Without employing his power, there was no way to be sure.

‘Alpha to squad. It’s possible that we are being herded into ambuscade. Stay sharp, brothers. I’ll not have them get the drop on us.’

‘There’s a way around,’ said Solarion. ‘Check the automapper. See that junction three sections back? We can take the south-east tunnel. It’s small and cramped, and not as direct, but it will get us to the waypoint.’

‘We will lose an additional twenty minutes,’ said Karras, ‘and we’re already running out the chrono. But you’re right, brother. That’s our only option.’

Karras turned to look at the servo-skull a few metres behind him. Did Sigma have nothing to say? Apparently not. Someone else did, however.

‘They underestimate us,’ said a hard, almost toneless voice over the link. ‘Whatever advantage they think they have, it will not be enough. We are Deathwatch and we encompass their doom. Lead us on, Alpha, ambush or no, and let us prove it to them.’

It was the Exorcist, and he had just addressed Karras directly for the first time since the drop. That in itself was hardly surprising. Karras and the others had soon discovered during training at Damaroth that the Exorcist was a man of very few words, and half of those were obscure literary quotes only Karras ever seemed to recognise.

Rauth’s words hung in the air between the five armoured warriors. The kill-team leader could almost feel a tremor of battle-hunger wash over him. He guessed the others felt it, too, but since his talent had to remain suppressed, it could only be a guess.

‘Watcher’s right,’ said Zeed. ‘Let them try their ambush. I welcome it.’

On hearing the nickname, Rauth tensed.
Watcher
. It had been given to him because Rauth, for reasons unknown to anyone but himself, rarely took his eyes off the kill-team leader. Even back at Damaroth, this had been true. Since the moment of their meeting in the Refectorum that day, there had been a strange charge in the air between the two Space Marines. Karras had confronted the Exorcist, asking more than once if there was a problem, something he wished to discuss in private. But the Exorcist never answered. It was as if he was waiting for something, and not something positive, judging by his mien. But Karras could not begin to guess what it might be. With no recourse, he had pushed the matter aside, though he was ever aware that Rauth continued to watch him.

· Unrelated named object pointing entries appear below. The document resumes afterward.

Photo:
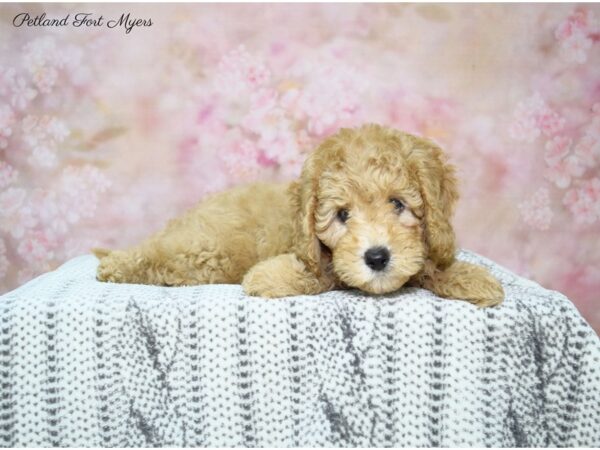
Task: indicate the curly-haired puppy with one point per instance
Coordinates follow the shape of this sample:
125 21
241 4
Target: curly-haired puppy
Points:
371 210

Zeed meant no real offence. There was a spirit of camaraderie behind the giving and the usage of the nicknames, but Rauth and Solarion were both a lot less inclined than their fellows to accept theirs.

Karras didn’t have time to arbitrate. ‘Solarion,’ he said, ‘lead us back to the junction. But let’s keep the pace up. Any more dead-ends will cost us time we can ill afford to spare.’

The Ultramarine moved past Karras without a word.

The rest of the squad fell in behind, with the servitors and Sigma’s floating skull in tow. They moved faster than before, conscious that doubling back was costing seconds they could ill afford. Despite their haste, they kept their senses razor-keen for any sign of hostile contact up ahead.

So many ‘if’s,
thought Karras.
And these tunnels are riddled with blind-siding opportunities. If they have a prescient, we’re walking right into their game. Why in the name of the Emperor are we really down here, Sigma? I don’t believe this is about your loyalty to your people. Critical intel, maybe, but I suspect there’s more to it than that.

What is it about this White Phoenix that you’re not telling us?